17Additionally, since a licensee’s personal circumstances play a key role in determining whether conditions are sufficient to protect the public interest (as opposed to a full licence revocation), there was a heightened need for these procedural safeguards. In other words, as his livelihood was directly impacted by this part of the decision, a greater level of procedural fairness was required: see Baker v. Canada (Minister of Citizenship and Immigration), 1999 CanLII 699 (SCC), at paragraph 25.
18In sum, the Tribunal had a heightened obligation to ensure that the self-represented appellant understood how to navigate this important proceeding. Part of this obligation included ensuring that he understood that evidence from the adjourned hearing in May 2025 would only form part of the substantive analysis of the NOP if it was again raised during the September 2025 hearing. From my review of the decision, I am not satisfied that the Tribunal met this obligation. As a result, the appellant has demonstrated a material breach of procedural fairness.
19The respondent disputes the appellant’s position, claiming he could have presented information about his personal circumstances at the September 2025 hearing. Regardless of whether this opportunity existed, this argument does not adequately address my findings regarding the reasonable nature of the appellant’s assumption that his earlier arguments and evidence would be considered by the second adjudicator. Put another way, if the appellant assumed that his arguments and evidence from the adjourned portion of the hearing would be considered by the adjudicator hearing the NOP appeal, it was not unreasonable for him to find there was no reason to speak about his personal circumstances for a second time.
20Taken together, I find the appellant has established grounds for reconsideration based on Rule 18.2(a).

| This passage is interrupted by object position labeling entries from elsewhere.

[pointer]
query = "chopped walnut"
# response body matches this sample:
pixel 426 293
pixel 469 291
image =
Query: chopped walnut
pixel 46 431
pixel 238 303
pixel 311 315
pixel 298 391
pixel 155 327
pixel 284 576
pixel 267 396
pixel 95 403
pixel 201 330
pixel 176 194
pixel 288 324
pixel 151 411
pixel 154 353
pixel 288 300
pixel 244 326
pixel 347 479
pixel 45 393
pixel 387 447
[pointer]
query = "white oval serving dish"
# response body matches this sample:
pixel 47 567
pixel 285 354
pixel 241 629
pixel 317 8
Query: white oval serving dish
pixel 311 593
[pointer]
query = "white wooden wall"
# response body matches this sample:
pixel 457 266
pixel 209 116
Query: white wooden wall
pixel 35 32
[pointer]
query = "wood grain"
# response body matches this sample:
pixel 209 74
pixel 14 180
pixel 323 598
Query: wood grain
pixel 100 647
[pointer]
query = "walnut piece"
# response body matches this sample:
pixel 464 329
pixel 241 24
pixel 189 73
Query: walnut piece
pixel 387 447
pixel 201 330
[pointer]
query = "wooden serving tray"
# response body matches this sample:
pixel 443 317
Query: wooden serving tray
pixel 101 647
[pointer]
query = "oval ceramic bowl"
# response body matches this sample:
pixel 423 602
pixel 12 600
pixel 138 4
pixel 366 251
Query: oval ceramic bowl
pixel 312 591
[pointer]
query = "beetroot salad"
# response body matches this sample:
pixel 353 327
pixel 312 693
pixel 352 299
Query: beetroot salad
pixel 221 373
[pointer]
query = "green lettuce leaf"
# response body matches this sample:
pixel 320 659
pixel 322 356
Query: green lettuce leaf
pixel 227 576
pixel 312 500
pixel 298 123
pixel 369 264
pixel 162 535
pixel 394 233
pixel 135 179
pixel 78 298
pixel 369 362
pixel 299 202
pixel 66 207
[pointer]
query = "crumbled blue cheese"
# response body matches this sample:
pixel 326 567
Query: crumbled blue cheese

Rule 18.4 – Cancelling the Decision and Ordering a Rehearing
21Since the appellant has established a ground for reconsideration, I must now determine what the appropriate remedy is under Rule 18.4.
22The appellant is seeking several forms of relief: an order setting aside the decision and permitting him to resume work as a registrant; an order requiring RECO “to correct the public-registrar entry” and to “disclose all internal precedents involving withdrawn charges”; and a recognition that he has “served more than six months of de facto suspension”. In the alternative, the appellant is asking for a rehearing.
23I find the most appropriate remedy under Rule 18.4 is to cancel the decision and order a rehearing. Considering the nature of the procedural fairness breach, a fresh hearing will allow the parties to explore what impact the appellant’s personal circumstances may have on the NOP appeal.
24The appellant is also asking the Tribunal to make orders preserving his rights to file an appeal and application for judicial review with the Divisional Court. The Tribunal has no jurisdiction over the Divisional Court’s processes.
CONCLUSION & ORDER
25The appellant’s request for reconsideration is granted.
26Pursuant to Rule 18.4, the decision is cancelled. I am ordering the appellant’s appeal to be addressed through a rehearing before a new adjudicator.
27A case conference will be scheduled within 30 days of the release of this reconsideration decision so that the Tribunal may issue procedural and administrative directions as necessary for the conduct of the rehearing.